0. Install Depndencies

In [10]:
import os
import pandas as pd
import tensorflow as tf
import numpy as np

In [11]:
df = pd.read_csv(os.path.join('jigsaw-toxic-comment-classification-challenge/','train.csv'))

In [12]:
df.head()

Unnamed: 0,id,comment_text,toxic,severe_toxic,obscene,threat,insult,identity_hate
0,0000997932d777bf,Explanation\nWhy the edits made under my usern...,0,0,0,0,0,0
1,000103f0d9cfb60f,D'aww! He matches this background colour I'm s...,0,0,0,0,0,0
2,000113f07ec002fd,"Hey man, I'm really not trying to edit war. It...",0,0,0,0,0,0
3,0001b41b1c6bb37e,"""\nMore\nI can't make any real suggestions on ...",0,0,0,0,0,0
4,0001d958c54c6e35,"You, sir, are my hero.
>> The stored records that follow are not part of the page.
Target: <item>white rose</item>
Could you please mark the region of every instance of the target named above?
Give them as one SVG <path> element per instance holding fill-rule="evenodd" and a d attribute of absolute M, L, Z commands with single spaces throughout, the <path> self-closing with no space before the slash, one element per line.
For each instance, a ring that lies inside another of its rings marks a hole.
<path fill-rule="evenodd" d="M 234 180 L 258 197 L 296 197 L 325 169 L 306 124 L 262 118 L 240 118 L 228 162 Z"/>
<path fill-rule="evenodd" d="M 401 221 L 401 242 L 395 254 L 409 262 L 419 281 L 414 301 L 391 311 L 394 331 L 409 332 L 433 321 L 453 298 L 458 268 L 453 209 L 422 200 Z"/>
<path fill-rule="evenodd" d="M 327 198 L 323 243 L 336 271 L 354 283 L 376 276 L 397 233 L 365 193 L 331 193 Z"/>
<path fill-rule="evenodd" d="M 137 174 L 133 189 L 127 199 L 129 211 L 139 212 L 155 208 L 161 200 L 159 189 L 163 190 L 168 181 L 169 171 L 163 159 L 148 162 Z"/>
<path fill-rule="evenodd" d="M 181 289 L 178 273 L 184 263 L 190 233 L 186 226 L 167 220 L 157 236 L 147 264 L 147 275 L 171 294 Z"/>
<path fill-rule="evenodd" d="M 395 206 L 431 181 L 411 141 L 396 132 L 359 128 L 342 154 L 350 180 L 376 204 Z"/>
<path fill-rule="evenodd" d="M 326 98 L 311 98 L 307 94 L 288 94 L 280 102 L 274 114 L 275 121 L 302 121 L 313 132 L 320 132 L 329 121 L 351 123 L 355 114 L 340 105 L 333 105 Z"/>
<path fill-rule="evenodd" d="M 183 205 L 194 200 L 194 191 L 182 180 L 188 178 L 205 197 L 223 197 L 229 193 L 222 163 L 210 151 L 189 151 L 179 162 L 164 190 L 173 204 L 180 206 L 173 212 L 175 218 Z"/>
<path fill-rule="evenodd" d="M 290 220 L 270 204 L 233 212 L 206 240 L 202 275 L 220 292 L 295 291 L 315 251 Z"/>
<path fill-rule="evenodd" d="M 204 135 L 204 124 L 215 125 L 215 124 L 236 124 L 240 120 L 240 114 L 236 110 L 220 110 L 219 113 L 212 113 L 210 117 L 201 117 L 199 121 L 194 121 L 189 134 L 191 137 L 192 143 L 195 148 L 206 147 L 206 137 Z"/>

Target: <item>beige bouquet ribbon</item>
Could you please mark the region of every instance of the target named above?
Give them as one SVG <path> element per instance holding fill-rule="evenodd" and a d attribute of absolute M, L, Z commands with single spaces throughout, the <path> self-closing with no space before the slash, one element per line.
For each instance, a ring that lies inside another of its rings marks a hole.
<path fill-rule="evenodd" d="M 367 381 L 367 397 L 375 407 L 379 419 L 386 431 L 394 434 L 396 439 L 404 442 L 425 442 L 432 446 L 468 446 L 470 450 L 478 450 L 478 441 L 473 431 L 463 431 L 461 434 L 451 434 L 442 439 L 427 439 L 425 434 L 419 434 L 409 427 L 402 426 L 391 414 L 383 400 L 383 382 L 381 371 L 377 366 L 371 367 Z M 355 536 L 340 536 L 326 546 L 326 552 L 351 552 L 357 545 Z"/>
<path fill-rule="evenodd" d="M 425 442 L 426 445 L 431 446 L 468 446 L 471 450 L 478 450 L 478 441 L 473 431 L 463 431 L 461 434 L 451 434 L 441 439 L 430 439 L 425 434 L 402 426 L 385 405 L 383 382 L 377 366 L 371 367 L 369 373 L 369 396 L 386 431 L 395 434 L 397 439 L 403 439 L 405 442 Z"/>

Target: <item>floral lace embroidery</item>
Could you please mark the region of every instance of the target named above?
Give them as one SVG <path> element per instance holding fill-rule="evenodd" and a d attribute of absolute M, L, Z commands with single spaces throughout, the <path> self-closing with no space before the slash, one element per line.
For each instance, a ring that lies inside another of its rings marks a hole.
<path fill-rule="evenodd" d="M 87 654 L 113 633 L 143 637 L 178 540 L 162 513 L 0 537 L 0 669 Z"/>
Any chance you remember...",0,0,0,0,0,0


1. Preprocessing

In [13]:
from tensorflow.keras.layers import TextVectorization

In [14]:
X = df['comment_text']
y = df[df.columns[2:]].values

In [15]:
MAX_FEATURES = 200_000

In [16]:
vectorizer = TextVectorization(max_tokens=MAX_FEATURES,
                               output_sequence_length=1800,
                               output_mode='int')

In [17]:
vectorizer.adapt(X.values)

In [18]:
vectorized_text = vectorizer(X.values)

In [20]:
#MCSHBAP, map, cache, shuffle, batch, prefetch, from_tensor_slices, list_files
dataset = tf.data.Dataset.from_tensor_slices((vectorized_text, y))
dataset = dataset.cache()
dataset = dataset.shuffle(160_000)
dataset = dataset.batch(16)
dataset = dataset.prefetch(8)

In [21]:
train = dataset.take(int(len(dataset)*.7))
val = dataset.skip(int(len(dataset)*.7)).take((int(len(dataset)*.2)))
test = dataset.skip(int(len(dataset)*.9)).take((int(len(dataset)*.1)))

2. Creat Model

In [23]:
from tensorflow.keras.models import Sequential
from tensorflow.keras.layers import LSTM, Bidirectional, Dropout, Dense, Embedding

In [24]:
model = Sequential()
model.add(Embedding(MAX_FEATURES+1, 32))
model.add(Bidirectional(LSTM(32, activation='tanh')))
model.add(Dense(128, activation='relu'))
model.add(Dense(256, activation='relu'))
model.add(Dense(128, activation='relu'))
model.add(Dense(6, activation='sigmoid'))

In [25]:
model.compile(loss='BinaryCrossentropy', optimizer='Adam')

In [26]:
model.summary()

Model: "sequential"
_________________________________________________________________
 Layer (type)                Output Shape              Param #   
 embedding (Embedding)       (None, None, 32)          6400032   
                                                                 
 bidirectional (Bidirectiona  (None, 64)               16640     
 l)                                                              
                                                                 
 dense (Dense)               (None, 128)               8320      
                                                                 
 dense_1 (Dense)             (None, 256)               33024     
                                                                 
 dense_2 (Dense)             (None, 128)               32896     
                                                                 
 dense_3 (Dense)             (None, 6)                 774       
                                                        

In [None]:
history = model.fit(train, epochs=1, validation_data=val)

In [None]:
from matplotlib import pyplot as plt

In [None]:
plt.figure(figsize=(8, 5))
pd.DataFrame(history.history).plot()
plt.show()

3.Predict

In [28]:
input_text = vectorizer('you suck loser!')

In [30]:
res = model.predict(np.expand_dims(input_text,0))



In [31]:
(res > 0.5).astype(int)

array([[1, 0, 1, 0, 1, 0]])

In [32]:
batch_x, batch_y = test.as_numpy_iterator().next()

In [33]:
(model.predict(batch_x) > 0.5).astype(int)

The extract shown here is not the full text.